Don't have anxiety about anxiety. Some say that the goal of terrorists is to create panic and to paralyze the country. While there are some negative effects of anxiety, there is no reason to fear that it will bring us to our knees. During World War II, London was subjected to severe "blitz" bombing every night in the Battle of Britain. People spent many nights in air raid shelters. The danger was real, and there were grounds for anxiety, but England survived.

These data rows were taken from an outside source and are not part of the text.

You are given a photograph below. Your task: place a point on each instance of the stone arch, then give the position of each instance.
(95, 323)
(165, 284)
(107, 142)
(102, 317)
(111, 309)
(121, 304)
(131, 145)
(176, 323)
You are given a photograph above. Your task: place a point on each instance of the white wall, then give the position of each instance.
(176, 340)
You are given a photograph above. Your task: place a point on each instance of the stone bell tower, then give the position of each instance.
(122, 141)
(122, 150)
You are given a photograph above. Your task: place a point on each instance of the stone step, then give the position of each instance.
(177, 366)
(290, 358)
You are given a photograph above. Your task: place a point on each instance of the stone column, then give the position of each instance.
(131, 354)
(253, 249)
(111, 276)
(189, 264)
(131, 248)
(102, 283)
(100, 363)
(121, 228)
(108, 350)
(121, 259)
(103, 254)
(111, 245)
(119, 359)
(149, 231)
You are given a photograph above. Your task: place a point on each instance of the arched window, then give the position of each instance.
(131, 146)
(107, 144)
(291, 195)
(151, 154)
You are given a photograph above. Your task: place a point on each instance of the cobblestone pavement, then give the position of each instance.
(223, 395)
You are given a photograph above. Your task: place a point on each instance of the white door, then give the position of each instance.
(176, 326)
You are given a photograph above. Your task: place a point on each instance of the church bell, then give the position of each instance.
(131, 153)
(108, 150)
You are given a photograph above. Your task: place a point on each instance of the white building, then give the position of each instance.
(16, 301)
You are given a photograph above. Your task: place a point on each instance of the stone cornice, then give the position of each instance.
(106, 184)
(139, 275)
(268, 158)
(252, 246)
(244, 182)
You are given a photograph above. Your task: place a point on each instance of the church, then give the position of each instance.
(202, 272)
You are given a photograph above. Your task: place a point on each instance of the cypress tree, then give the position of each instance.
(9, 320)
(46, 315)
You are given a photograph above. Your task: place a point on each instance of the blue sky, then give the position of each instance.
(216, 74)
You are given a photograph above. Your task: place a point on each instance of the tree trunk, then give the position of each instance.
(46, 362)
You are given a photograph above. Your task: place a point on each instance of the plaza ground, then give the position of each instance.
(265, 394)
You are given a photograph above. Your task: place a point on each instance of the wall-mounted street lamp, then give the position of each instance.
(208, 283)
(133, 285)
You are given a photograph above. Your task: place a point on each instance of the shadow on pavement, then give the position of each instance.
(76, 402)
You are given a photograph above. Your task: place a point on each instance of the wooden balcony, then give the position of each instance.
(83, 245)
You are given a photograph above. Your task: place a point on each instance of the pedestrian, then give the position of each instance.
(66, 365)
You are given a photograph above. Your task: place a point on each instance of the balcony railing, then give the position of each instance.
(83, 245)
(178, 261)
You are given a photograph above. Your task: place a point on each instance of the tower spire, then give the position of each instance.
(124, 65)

The anxiety reducing power of prayer is widely recognized. After the attack on September 11, people of all faiths held special prayer services. One might ask, "Why turn to G-d? After all, He let the disaster happen, didn't He?"

Let me illustrate the answer with a story. In a pediatrician's office, a mother was holding her one year old infant who was jolly and playful. When the white clad doctor appeared, the child emitted a loud cry of anguish and held onto mother for dear life. He remembered how he twice suffered pain when the white clad person jabbed him with a sharp needle.

When the mother took the child into the treatment room, he kicked and screamed. When she restrained him so that the doctor could give him the life-saving immunization injection, he fought the mother, kicking and biting her.

The child was no doubt bewildered. "Why is my mother, who loves and protects me, collaborating with this horrible person who always hurts me?" The child had no way of understanding the purpose of this painful procedure.

The doctor left after administering the injection, and the child promptly embraced the mother, whimpering in her arms. But why did the child turn to his mother for security? Wasn't she the one who had turned against him and joined with the enemy to hurt him? Yes, indeed. Nevertheless, the child knew that his mother loved him and would protect him, although he could not make any sense of her complicity in hurting him.

When disaster strikes, we may be angry with G-d. But after the acute assault is over, we, like the infant, turn to the One Who we believe loves us, and ask for His protection.

I attended a meeting of recovering alcoholics, where each person spoke briefly about how sobriety had improved his or her life. The very last speaker said: "I have been sober for four years, and I wish I could tell you that my life has improved. My company downsized and I was let go. I have not been able to find a job. My wife divorced me and took custody of the children. I was unable to keep up the mortgage payments, and they foreclosed on my house. Last week the finance company repossessed my car. But I can't believe that G-d has brought me this far, only to walk out on me now".

Sometimes we may feel abandoned by G-d, but the very fact that we exist is testimony that He has not abandoned us.

Previously:

Knowing what to expect
Psychological fallout in the shadow of terrorism
Self-esteem in the face of world terrorism


Abraham J. Twerski, M.D. is a psychiatrist and ordained rabbi. He is the founder of the Gateway Rehabilitation Center in Pittsburgh, a leading center for addiction treatment. An Associate Professor of Psychiatry at the University of Pittsburgh School of Medicine, he is a prolific author, with some 30 books to his credit. He has recently launched a new 12 step program for self esteem development www.12steps2selfesteem.com Send your comments by clicking here.

© 2002, Abraham J. Twerski, M.D.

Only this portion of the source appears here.